The levy targets just 3% of the average South African’s daily caloric intake, and as proposed will have no discernible impact on obesity – reducing the average daily intake of South Africans by just 3 to 4 Calories/day.
BevSA executive director, Mapule Ncanywa said the NEDLAC and Parliamentary processes now in motion offered an opportunity for all interested parties to engage, and together develop an effective anti-obesity solution that will not lead to job losses while still meeting health objectives.
“Surely such a win-win as a South African solution should be given an opportunity. To do this full consultation across unions, civil society, Government and business is required and more information and research would assist such deliberation, we urge the Government to pause legislative action until such research is available and such engagement and consultation processes have run their course.
“We maintain that a total dietary study is absolutely necessary to clarify the key causes of obesity in South Africa and to establish a benchmark against which future improvements can be ascertained. To be clear, obesity is a problem and we can be part of the measures toward addressing this problem, but singling out one beverage category and taxing it punitively does not make sense, especially as we are offering up an alternative solution that unions and civil society are discussing with us.”
The industry had already committed to reducing calories consumed from SSBs by 15%, through reformulation; changes to pack sizes; and offering low and no-calorie options, and is forging ahead to reviewing its progress toward this target that has been accelerated in support of Government’s objectives. This partnership approach could generate calorie reductions three times the size of the levy proposal, with none of the economic impacts.
While BevSA members committed to reducing the sugar content of their products, they requested that they be given a reasonable amount of time to do so prior to introduction of the tax. The organisation said the timeframes for implementation were especially challenging for smaller, local brands, where reformulation was more difficult.

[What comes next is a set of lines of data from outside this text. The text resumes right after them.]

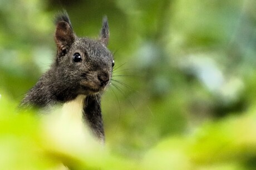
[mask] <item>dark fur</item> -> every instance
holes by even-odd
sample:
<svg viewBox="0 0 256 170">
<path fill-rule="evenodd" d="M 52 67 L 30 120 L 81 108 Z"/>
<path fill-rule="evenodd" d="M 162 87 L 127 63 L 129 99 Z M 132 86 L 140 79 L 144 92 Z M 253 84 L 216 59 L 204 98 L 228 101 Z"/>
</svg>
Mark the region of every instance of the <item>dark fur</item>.
<svg viewBox="0 0 256 170">
<path fill-rule="evenodd" d="M 26 94 L 21 105 L 43 108 L 63 104 L 84 94 L 83 119 L 98 137 L 104 138 L 100 99 L 109 84 L 113 56 L 107 49 L 109 25 L 104 18 L 100 39 L 77 37 L 65 13 L 56 17 L 55 40 L 57 45 L 55 61 Z M 79 53 L 81 62 L 73 60 Z"/>
</svg>

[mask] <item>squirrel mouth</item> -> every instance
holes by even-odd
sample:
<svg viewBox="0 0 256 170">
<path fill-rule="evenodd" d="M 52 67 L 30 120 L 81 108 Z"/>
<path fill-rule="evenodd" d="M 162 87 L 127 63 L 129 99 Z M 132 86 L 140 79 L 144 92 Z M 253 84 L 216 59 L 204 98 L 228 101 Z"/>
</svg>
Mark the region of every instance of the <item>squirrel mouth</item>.
<svg viewBox="0 0 256 170">
<path fill-rule="evenodd" d="M 86 95 L 95 94 L 102 90 L 100 88 L 91 88 L 88 86 L 81 85 L 82 91 L 85 92 Z"/>
</svg>

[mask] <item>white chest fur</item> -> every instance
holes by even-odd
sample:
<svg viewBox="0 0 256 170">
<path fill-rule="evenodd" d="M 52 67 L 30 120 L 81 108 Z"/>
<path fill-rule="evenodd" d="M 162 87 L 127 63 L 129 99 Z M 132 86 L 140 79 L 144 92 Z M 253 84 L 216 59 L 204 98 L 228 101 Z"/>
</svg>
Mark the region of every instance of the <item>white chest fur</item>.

In its submission, the association also asked for clarity on the rationale for selecting 4g/100ml as the threshold for the tax as a starting point.

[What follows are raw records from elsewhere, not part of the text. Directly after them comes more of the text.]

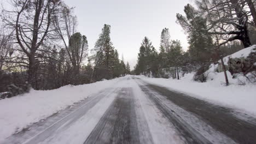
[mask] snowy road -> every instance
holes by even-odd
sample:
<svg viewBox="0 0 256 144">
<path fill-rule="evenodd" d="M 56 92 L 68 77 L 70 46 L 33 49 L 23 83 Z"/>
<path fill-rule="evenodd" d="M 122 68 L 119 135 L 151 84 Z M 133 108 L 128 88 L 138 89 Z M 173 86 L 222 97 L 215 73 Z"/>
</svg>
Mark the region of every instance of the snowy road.
<svg viewBox="0 0 256 144">
<path fill-rule="evenodd" d="M 256 119 L 134 76 L 4 143 L 255 143 Z"/>
</svg>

“While Treasury indicated that the 4g threshold was arrived as a result of stakeholder engagement, it presents an impossible target for many industry players to attain in a short space of time, and was certainly not consulted on with the industry most immediately impacted” added Ncanywa.
BevSA said it believed the current proposal to include the Health Promotion Levy within the Rates and Monetary Amounts and Amendment of Revenue Laws Bill was flawed, and instead proposed that the fiscal element of an obesity strategy be included in the Taxation Laws Amendment Bill. Owing to its technical complexity, the Taxation Laws Amendment Bill would be more appropriate for the introduction of new tax administrative procedures and other technical and procedural changes to tax laws.

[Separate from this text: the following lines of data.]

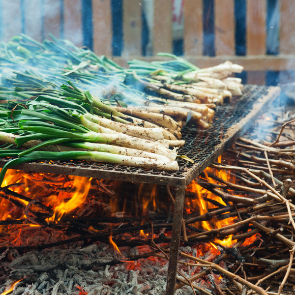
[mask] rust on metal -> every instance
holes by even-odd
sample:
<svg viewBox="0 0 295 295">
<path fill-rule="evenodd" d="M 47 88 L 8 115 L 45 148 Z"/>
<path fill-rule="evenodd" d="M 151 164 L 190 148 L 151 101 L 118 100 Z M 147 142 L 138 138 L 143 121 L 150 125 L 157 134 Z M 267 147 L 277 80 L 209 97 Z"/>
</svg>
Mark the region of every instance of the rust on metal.
<svg viewBox="0 0 295 295">
<path fill-rule="evenodd" d="M 185 144 L 178 154 L 186 155 L 194 163 L 179 159 L 178 171 L 159 171 L 110 164 L 62 160 L 26 163 L 14 169 L 185 188 L 243 134 L 264 109 L 279 93 L 279 87 L 247 85 L 241 97 L 234 99 L 230 104 L 217 107 L 214 122 L 209 129 L 201 130 L 193 126 L 186 126 L 182 131 Z M 3 167 L 7 161 L 0 159 L 0 167 Z"/>
</svg>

Ncanywa added: “We look forward to working with government, unions and civil society to finding a solution to the serious and complex challenge of obesity that makes sense for all South Africans, while continuing to make an important economic contribution to the South African economy.
“We believe a comprehensive strategy developed by all role players, with a set of effective solutions to achieve meaningful reductions in the incidence of obesity in South Africa is necessary.”